Lacrosse actually began in official competition at the collegiate level around the turn of the century, but until just a few years ago, programs in the West had yet to come to fruition. After the sport was featured in the 1904 Olympics in St. Louis, the United States Intercollegiate Lacrosse League was formed the next year. In similar fashion to the modern day, Johns Hopkins University dominated the league, winning the Southern Division four times in a row, and defeating the Northern Division champion three times. Hopkins also represented the United States at an Olympic exhibition event against Canada in 1932, a game which is still remembered for the 80,000 spectators who watched it in Los Angeles. The growth of lacrosse continued steadily, and in 1950 there were 200 college, club and high school teams in the United States.

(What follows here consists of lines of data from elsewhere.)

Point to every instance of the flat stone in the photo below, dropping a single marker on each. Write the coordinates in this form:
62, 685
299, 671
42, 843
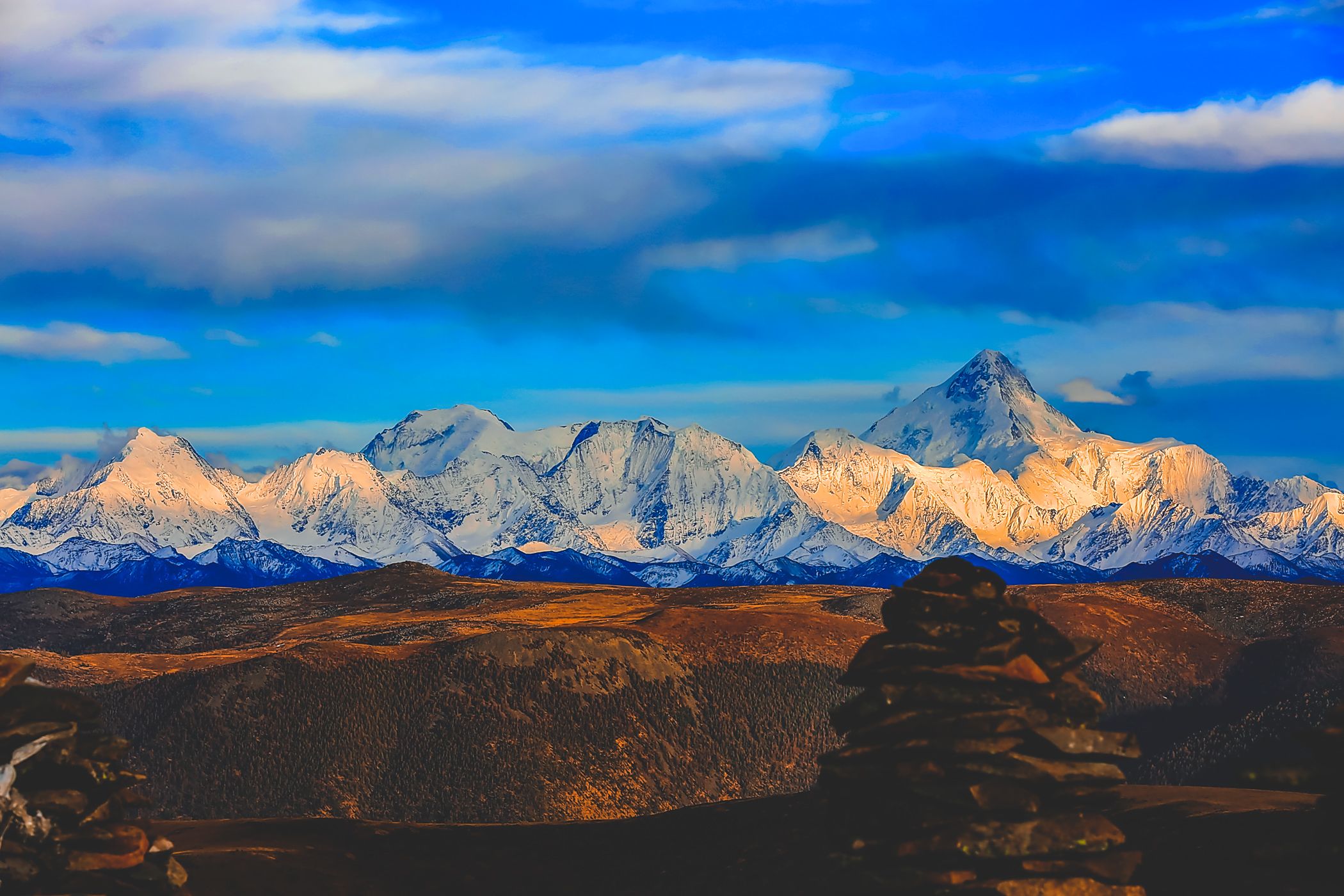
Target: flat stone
1081, 833
1089, 740
1116, 865
24, 703
1060, 887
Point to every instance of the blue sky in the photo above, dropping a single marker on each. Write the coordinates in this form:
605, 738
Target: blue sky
275, 225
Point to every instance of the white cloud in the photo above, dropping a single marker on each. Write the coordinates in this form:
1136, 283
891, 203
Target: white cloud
1201, 246
879, 310
1300, 127
733, 394
442, 155
822, 243
1191, 343
66, 342
127, 52
1082, 390
281, 438
232, 337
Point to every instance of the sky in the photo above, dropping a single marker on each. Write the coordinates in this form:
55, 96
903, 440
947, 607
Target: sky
272, 225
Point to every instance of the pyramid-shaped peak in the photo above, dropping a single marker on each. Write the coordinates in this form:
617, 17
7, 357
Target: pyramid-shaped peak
987, 412
986, 371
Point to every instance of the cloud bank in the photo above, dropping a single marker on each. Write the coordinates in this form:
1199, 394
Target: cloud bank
66, 342
1302, 127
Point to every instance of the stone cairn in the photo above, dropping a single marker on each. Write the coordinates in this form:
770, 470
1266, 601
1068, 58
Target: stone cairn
972, 764
63, 798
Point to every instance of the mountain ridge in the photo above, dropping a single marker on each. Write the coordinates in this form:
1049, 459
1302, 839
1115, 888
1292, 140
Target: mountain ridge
980, 465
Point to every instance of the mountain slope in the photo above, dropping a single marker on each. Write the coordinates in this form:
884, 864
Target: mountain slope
988, 410
155, 490
980, 464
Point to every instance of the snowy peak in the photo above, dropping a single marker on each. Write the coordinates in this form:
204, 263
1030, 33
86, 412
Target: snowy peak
428, 441
987, 410
156, 491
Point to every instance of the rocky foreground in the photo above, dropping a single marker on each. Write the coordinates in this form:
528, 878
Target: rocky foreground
1195, 840
408, 694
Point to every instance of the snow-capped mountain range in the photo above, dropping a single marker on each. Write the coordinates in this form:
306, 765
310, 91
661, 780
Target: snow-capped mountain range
980, 464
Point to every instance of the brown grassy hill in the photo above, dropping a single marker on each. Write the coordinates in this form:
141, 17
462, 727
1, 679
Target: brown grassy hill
409, 694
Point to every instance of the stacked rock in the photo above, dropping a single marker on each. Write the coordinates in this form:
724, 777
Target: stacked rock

While the powerhouses of collegiate lacrosse still reside on the eastern seaboard, the sport continues to grow in popularity and spread westward. This past weekend, Virginia competed in the 2004 Pioneer Face-Off Classic held in Denver. While the Cavalier roster includes mostly recruits from the hotbeds of the sport in the Mid-Atlantic and New York, the two western schools in the tournament --Air Force and Denver -- boasted much more geographical diversity on their rosters.
The University of Denver, which hosted the Classic on Saturday and Sunday, boasts players from Colorado, Ohio, Washington, Missouri, Michigan, and Canada. Similarly, Air Force, a military service institution, recruited from around the nation to secure athletes from Utah, Colorado, Arizona and California.

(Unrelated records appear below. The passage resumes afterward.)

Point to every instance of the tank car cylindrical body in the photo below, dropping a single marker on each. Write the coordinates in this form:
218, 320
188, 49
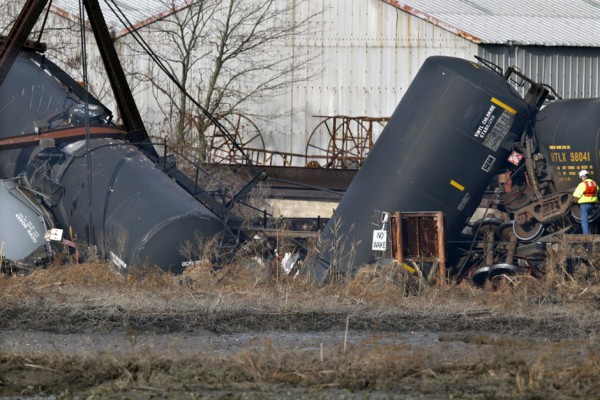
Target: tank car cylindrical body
568, 135
440, 149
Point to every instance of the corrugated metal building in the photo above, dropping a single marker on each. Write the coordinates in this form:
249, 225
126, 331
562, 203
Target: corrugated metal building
367, 52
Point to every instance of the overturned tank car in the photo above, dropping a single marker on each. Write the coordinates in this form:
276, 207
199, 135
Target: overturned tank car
104, 191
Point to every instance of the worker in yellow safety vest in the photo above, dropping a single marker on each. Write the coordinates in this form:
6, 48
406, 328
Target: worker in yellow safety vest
586, 195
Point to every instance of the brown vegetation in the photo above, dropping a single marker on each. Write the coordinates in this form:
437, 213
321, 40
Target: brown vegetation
245, 332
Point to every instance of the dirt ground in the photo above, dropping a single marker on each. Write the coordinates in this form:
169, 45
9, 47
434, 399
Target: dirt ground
83, 332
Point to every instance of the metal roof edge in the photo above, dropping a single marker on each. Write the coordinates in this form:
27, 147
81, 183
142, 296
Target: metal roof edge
429, 18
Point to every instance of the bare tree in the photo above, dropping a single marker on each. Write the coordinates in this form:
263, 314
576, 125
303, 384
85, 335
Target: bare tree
226, 55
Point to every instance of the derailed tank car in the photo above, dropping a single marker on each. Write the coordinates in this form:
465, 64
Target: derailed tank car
443, 145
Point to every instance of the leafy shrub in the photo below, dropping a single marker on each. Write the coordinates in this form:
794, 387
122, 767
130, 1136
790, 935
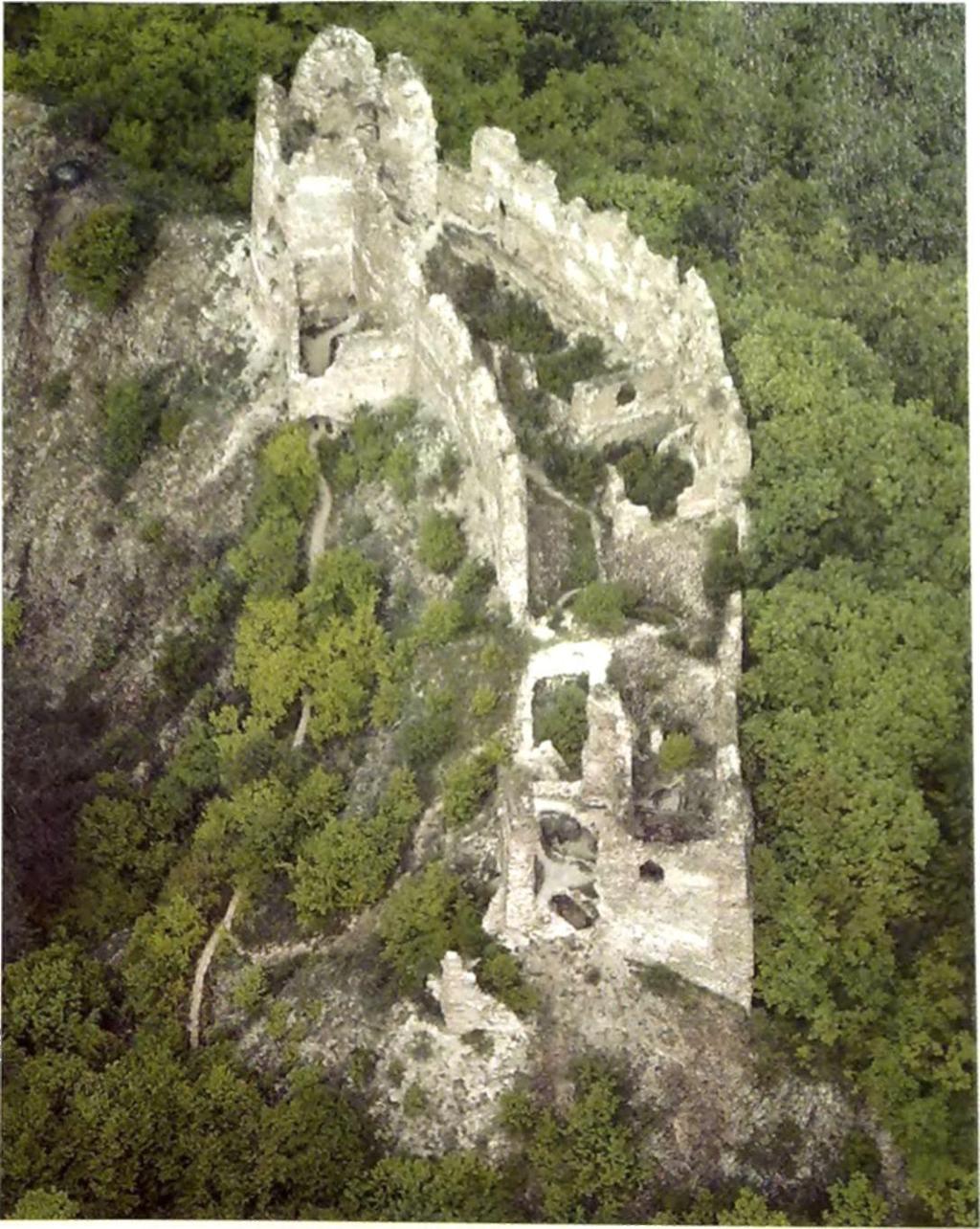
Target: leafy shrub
677, 752
172, 422
442, 546
159, 959
287, 473
44, 1203
441, 621
471, 587
576, 470
56, 391
205, 602
560, 717
585, 1164
499, 973
482, 701
415, 1102
268, 559
12, 621
429, 736
130, 414
345, 865
604, 606
250, 988
655, 480
182, 662
723, 571
399, 472
468, 782
424, 917
99, 258
343, 581
53, 998
341, 869
371, 442
558, 372
450, 468
152, 531
458, 1187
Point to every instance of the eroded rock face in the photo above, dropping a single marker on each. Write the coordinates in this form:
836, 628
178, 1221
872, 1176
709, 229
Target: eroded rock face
326, 302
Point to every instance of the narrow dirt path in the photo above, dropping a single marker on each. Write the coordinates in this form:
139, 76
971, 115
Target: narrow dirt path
204, 964
318, 528
539, 479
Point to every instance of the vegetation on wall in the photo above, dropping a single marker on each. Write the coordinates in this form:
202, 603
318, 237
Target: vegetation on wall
834, 250
99, 257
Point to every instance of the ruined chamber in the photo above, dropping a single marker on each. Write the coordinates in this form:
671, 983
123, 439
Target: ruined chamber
614, 870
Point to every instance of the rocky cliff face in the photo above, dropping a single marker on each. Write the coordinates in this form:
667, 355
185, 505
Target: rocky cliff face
323, 305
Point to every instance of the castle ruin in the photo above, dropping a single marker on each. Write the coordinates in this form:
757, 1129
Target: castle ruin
349, 200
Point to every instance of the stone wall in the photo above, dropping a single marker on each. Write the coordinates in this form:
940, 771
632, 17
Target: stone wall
460, 392
594, 276
345, 197
349, 200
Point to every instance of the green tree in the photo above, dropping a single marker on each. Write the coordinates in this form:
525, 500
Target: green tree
560, 717
159, 960
468, 782
56, 998
12, 621
855, 1202
268, 656
130, 415
44, 1204
457, 1186
346, 863
442, 546
584, 1165
99, 258
750, 1208
604, 606
313, 1143
426, 916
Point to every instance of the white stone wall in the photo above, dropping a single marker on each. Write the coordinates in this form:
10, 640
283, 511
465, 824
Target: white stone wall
349, 198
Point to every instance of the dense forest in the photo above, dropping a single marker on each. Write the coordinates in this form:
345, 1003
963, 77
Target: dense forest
810, 163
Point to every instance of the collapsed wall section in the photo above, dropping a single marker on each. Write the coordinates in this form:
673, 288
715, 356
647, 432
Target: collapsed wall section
593, 276
460, 392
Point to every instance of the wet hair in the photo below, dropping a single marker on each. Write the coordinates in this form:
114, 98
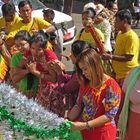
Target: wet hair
124, 14
40, 37
22, 35
23, 3
49, 12
8, 8
78, 46
110, 5
90, 12
90, 57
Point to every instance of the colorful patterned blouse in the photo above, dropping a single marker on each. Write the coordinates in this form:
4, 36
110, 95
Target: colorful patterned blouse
103, 100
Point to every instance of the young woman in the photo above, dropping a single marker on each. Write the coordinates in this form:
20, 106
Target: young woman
129, 121
88, 17
98, 101
35, 60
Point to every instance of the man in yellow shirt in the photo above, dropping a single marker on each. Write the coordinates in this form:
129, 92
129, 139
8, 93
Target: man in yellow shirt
9, 18
27, 22
126, 49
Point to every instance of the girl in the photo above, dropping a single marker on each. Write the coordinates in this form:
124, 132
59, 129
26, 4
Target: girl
98, 101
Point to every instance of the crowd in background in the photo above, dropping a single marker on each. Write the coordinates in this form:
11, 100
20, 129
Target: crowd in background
102, 93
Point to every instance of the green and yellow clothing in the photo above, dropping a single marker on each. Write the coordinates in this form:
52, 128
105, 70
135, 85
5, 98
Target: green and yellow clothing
3, 68
35, 24
126, 43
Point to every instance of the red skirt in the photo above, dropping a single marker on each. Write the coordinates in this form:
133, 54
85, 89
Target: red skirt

While the strategy of the game has not changed as the sport has expanded westward, the competition has become vastly different.
"I was on the first youth team out here," Pioneer defenseman and Denver native Nathan Jones said. "I started in third grade and played all the way up. I think out here kids are really starting to get looks because the sport really is expanding in high school and even west of here in California, too. It will continue to grow and continue to get more competitive."

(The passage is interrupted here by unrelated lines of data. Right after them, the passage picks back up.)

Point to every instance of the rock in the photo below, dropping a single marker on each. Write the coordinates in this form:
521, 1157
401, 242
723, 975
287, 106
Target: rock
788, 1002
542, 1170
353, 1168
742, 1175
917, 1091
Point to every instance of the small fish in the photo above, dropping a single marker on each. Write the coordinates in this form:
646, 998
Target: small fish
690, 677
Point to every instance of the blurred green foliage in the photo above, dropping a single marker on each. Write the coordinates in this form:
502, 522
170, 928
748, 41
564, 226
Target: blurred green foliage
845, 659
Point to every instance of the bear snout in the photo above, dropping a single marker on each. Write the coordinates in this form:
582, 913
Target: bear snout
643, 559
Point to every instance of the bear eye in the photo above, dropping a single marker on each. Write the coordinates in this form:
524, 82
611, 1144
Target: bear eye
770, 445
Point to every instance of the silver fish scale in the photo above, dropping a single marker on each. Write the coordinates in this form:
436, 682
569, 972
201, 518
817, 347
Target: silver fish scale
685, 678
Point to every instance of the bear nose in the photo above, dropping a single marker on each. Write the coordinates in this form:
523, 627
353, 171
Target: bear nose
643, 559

Beneath the Rocky Mountains this weekend, the talk of the expansion of lacrosse focused primarily on the development of local youth and high school teams. Primarily in the Mid-West, but also back in the founding land of the East, the sport has become one of the fastest growing in the United States. With this increase in participation comes an escalation in the talent pool available to Division I teams.
"I think that in terms of expansion of the game, it is growing at the high school level probably faster than any other sport in the country," Air Force coach Fred Acee said. "The unfortunate part about that is that a lot of kids aren't going to be able to play at top schools because there is going to be so much competition for those positions because of the lack of matching expansion at the college level."
As top eastern powerhouses such as Virginia and Hopkins pass on some of these new and frequently unknown athletes, the talent strengthens at smaller universities, including those now competing in the sport out West. With the arrival of coaches such as Air Force's Acee and Denver's Jamie Munro to up-and-coming schools, the eastern strategy and tradition of lacrosse expands westward and the athletes continue to become better lacrosse players.
"[A championship] is our goal -- why shouldn't it be?" Munro said. "This is our sixth year of Division I competition, and we're going to get better because our recruiting classes have gotten deeper and deeper."
The 2004 preseason coaches' poll by the Face-Off Yearbook included three mid-western teams -- Notre Dame at No. 16, Ohio State at No. 17 and Denver at No. 23. And with the Pioneers' victory this past weekend against the defending champion Cavaliers, Denver's national ranking can only rise and interest in the area for lacrosse can only continue to grow.
Last Saturday, Virginia was also defeated by unranked Air Force, a mid-level Division I lacrosse team which proved with such an incredible upset that they deserve to be taken seriously in the sport.
"You have to give these people credit here, at the University of Denver and Air Force," Virginia coach Dom Starsia said. "They are putting some resources into the sport in order to have the game grow a little bit. You can see the nice crowd here on a nice day, and who would have thought that a couple years back."
The Cavaliers' two-loss trip to the University of Denver last weekend marked a turning point in the future of collegiate lacrosse. For the first time in the Division I history, NCAA lacrosse teams beyond the powerhouses of the East Coast must be taken seriously as the sport continues to expand to the Mid-West, the Rocky Mountains and beyond.